Google's Managed Hadoop and Spark Cloud Service Goes Live

by Ostatic Staff - Feb. 24, 2016

Google has announced that its Cloud Dataproc service — a managed tool based on the Hadoop and Spark open source big data software — is now generally available. Google Cloud Dataproc, because it leverages both Apache Hadoop and Apache Spark, promises to be in strong demand, especially at enterprises.

"When analyzing data, your attention should be focused on insights, not your tools," Google notes. "Often, popular tools to process data, such as Apache Hadoop and Apache Spark, require a careful balancing act between cost, complexity, scale, and utilization. Unfortunately, this means you focus less on what is important  your data  and more on what should require little or no attention  the cluster processing it. We created our managed Spark and Hadoop cloud service, Google Cloud Dataproc, to rectify the balance, so that using these powerful data tools is as easy as 1-2-3."
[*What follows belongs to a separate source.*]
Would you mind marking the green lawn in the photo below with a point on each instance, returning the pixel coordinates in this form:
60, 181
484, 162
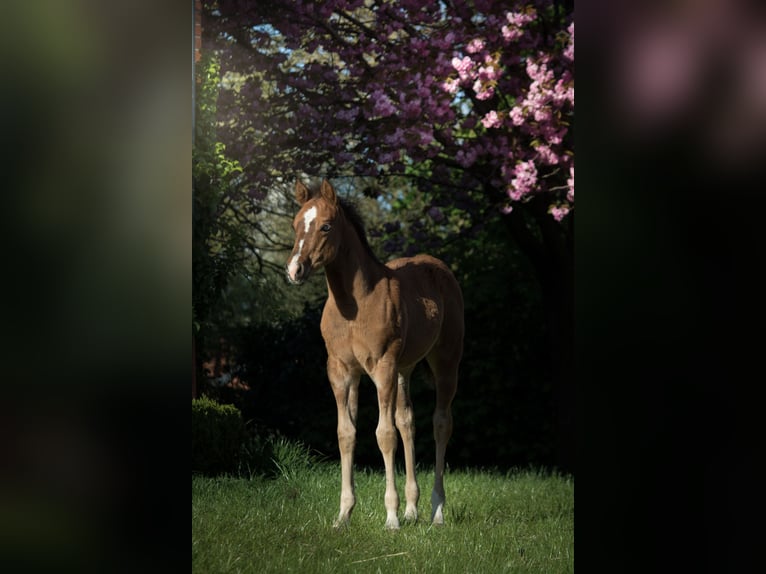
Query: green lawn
520, 522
According to the announcement:

"Since Cloud Dataproc entered beta last year, customers have taken advantage of its speed, scalability, and simplicity. We’ve seen them create clusters from three to thousands of virtual CPUs, using our Developers Console and Google Cloud SDK, without wasting time waiting for their cluster to be ready."

"With integrations to Google BigQuery, Google Cloud Bigtable, and Google Cloud Storage, which provide reliable storage independent from Dataproc clusters, customers have created clusters only when they need them, saving time and money, without losing data. Cloud Dataproc can also be used in conjunction with Google Cloud Dataflow for real-time batch and stream processing."
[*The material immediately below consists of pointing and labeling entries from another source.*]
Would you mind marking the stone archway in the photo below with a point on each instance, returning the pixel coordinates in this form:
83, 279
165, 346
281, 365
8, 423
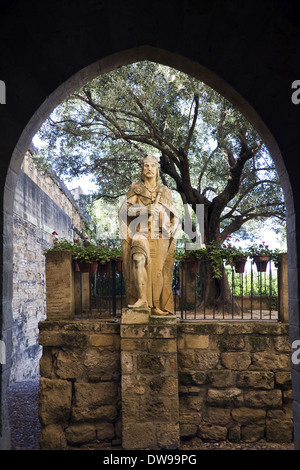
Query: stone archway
76, 81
"While in beta, Cloud Dataproc added several important features including property tuning, VM metadata and tagging, and cluster versioning. In general availability, just like in beta, new versions of Cloud Dataproc, with new features, functionalities and software components, will be frequently released. One example is support for custom machine types, available today."

 Also according to Google, Cloud Dataproc minimizes cost and complexity by providing:

Low-cost. We believe two things  using Spark and Hadoop should not break the bank and that you should pay for what you actually use. As a result, Cloud Dataproc is priced at only 1 cent per virtual CPU in your cluster per hour, on top of the other Cloud Platform resources you use. Moreover, with per-minute billing and a low 10-minute minimum, you pay for what you actually use, not a rounded (up) approximation.
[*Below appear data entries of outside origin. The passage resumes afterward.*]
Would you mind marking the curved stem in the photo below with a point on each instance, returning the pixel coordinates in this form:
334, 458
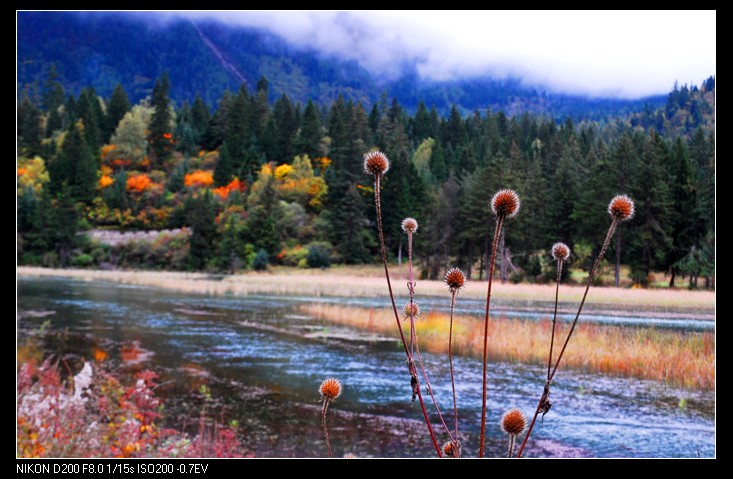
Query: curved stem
591, 275
430, 393
511, 444
554, 315
450, 360
410, 361
551, 375
325, 427
499, 223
Speed. With Cloud Dataproc, clusters do not take 10, 15, or more minutes to start or stop. On average, Cloud Dataproc start and stop operations take 90 seconds or less. This can be a 2-10x improvement over other on-premises and IaaS solutions. As a result, you spend less time waiting on clusters and more time hands-on with data.

Management. Cloud Dataproc clusters don't require specialized administrators or software products. Cloud Dataproc clusters are built on proven Cloud Platform services, such as Google Compute Engine, Google Coud Networking, and Google Cloud Logging to increase availability while eliminating the need for complicated hands-on cluster administration. Moreover, Cloud Dataproc supports cluster versioning, giving you access to modern, tested, and stable versions of Spark and Hadoop.

 Meanwhile, partners are already aligning around the new offering. Attunity Ltd., a provider of Big Data management software solutions, announced a new cloud solution, Attunity CloudBeam for Google Cloud Dataproc. "The Attunity solution seamlessly integrates with Google Cloud Platform to enable users accelerated Big Data loading from on-premises data centers and the cloud into Spark and Hadoop on Cloud Platform," according to the compan. "This enables a faster and easier process for enabling Big Data analytics in the cloud."